I’ve been trying to process yesterday’s big Middle East policy speech by President Obama, with its headline-grabbing call for Israel to accept its 1967 border as a starting point for negotiations. I know, Obama covered a lot more than that and added some nuance to that position itself. But in the world of global politics and diplomacy, you have to worry about how your words are going to be paraphrased and digested, not just about getting the nuances right. So, sure enough, when I went out to the driveway early this morning to pick up the paper, the main front-page headline was “Obama Calls For Israeli Pullback.” Netanyahu immediately rejected this call, of course, and made a few things clear himself, but it would seem like the damage is done. One Republican congressman, Allen West of Florida, called Obama’s endorsement of the Pre-1967 Borders “the beginning of the end” for the Jewish state (newsmax.com). That’s undoubtedly extreme, but West’s sense of outrage seems pretty reasonable. The Palestinians are drumming up support for a unilateral declaration of statehood in a few months; the Palestinian Authority has made peace with the murderous, rejectionist Hamas and is bringing them into a unity government; post-Mubarak Egypt is abandoning its peace treaty with Israel, and Obama decides it’s time to pressure Israel into making massive unilateral concessions.

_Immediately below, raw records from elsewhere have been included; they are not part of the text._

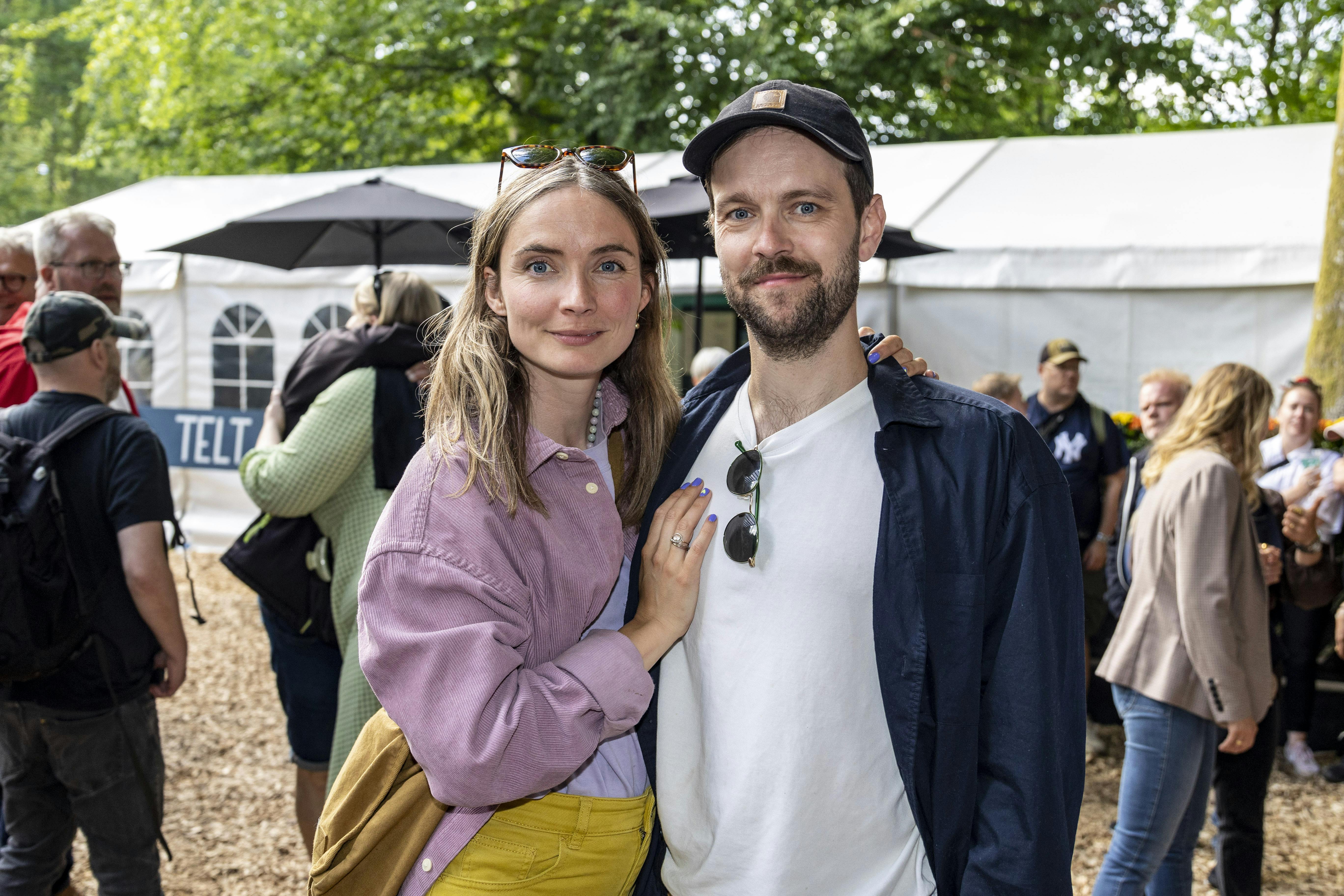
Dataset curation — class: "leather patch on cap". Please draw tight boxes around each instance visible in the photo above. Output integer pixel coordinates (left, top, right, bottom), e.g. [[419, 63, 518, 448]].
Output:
[[751, 90, 789, 109]]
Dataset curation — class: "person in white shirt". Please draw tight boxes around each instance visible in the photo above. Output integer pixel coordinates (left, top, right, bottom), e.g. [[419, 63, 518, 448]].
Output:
[[1257, 376, 1344, 776], [630, 81, 1085, 896]]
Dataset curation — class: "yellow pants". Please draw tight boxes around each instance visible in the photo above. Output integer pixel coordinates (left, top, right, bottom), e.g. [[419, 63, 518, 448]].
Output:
[[426, 790, 653, 896]]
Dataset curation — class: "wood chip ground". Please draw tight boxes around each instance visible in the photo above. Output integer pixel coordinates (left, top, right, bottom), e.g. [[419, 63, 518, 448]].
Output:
[[58, 555, 1344, 896]]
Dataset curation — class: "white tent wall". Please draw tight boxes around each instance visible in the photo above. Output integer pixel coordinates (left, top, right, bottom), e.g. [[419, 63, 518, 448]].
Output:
[[122, 255, 473, 551], [896, 286, 1312, 411], [37, 124, 1335, 548]]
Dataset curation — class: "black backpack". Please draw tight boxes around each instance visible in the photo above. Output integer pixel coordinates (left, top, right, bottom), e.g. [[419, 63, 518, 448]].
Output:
[[0, 404, 206, 861], [0, 404, 122, 682]]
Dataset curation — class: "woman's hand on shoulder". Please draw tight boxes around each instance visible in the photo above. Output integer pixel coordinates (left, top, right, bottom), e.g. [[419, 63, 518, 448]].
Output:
[[621, 480, 718, 669], [859, 326, 938, 379]]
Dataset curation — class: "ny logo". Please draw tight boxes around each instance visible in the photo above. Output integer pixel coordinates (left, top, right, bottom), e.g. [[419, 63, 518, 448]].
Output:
[[1055, 433, 1087, 463]]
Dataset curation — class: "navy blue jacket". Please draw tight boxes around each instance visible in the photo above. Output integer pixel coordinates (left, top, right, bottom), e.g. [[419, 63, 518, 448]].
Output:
[[626, 347, 1085, 896]]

But wait a minute! After that, I read a lefty sort of article at Haaretz.com entitled “Obama demolished Palestinian chances for statehood.” Yeah, Obama is trying to push Israel back inside its pre-67 borders, but he didn’t say anything about what he’d do if Israel didn’t comply. And he completely opposed the unilateral Palestinian declaration of independence planned for September, and wants to postpone discussions on the Palestinian “right of return,” and so on.

At first, I thought that the administration might have found a really balanced policy formulation that makes both sides squirm equally. But, as with our “balanced” position on Jewish identity years ago, I’m beginning to think that both sides are unhappy because the policy speech missed the main point—which is the non-negotiable legitimacy of the Jewish state in the land of Israel. Obama alluded to it, but that should be the starting point of the whole discussion. The President can let everyone know that he’s going to put pressure on Israel to negotiate wholeheartedly once the Palestinians and their allies unequivocally affirm the legitimacy of Israel as a Jewish state. Without that, negotiations are pointless, nothing will be settled, and in the end no one will be happy.

Since it’s just before Shabbat, I’ll leave it there and thank God that there’s a day to cease from all such worries and just appreciate what He has already accomplished—including the work-in-progress that is the Jewish state of Israel.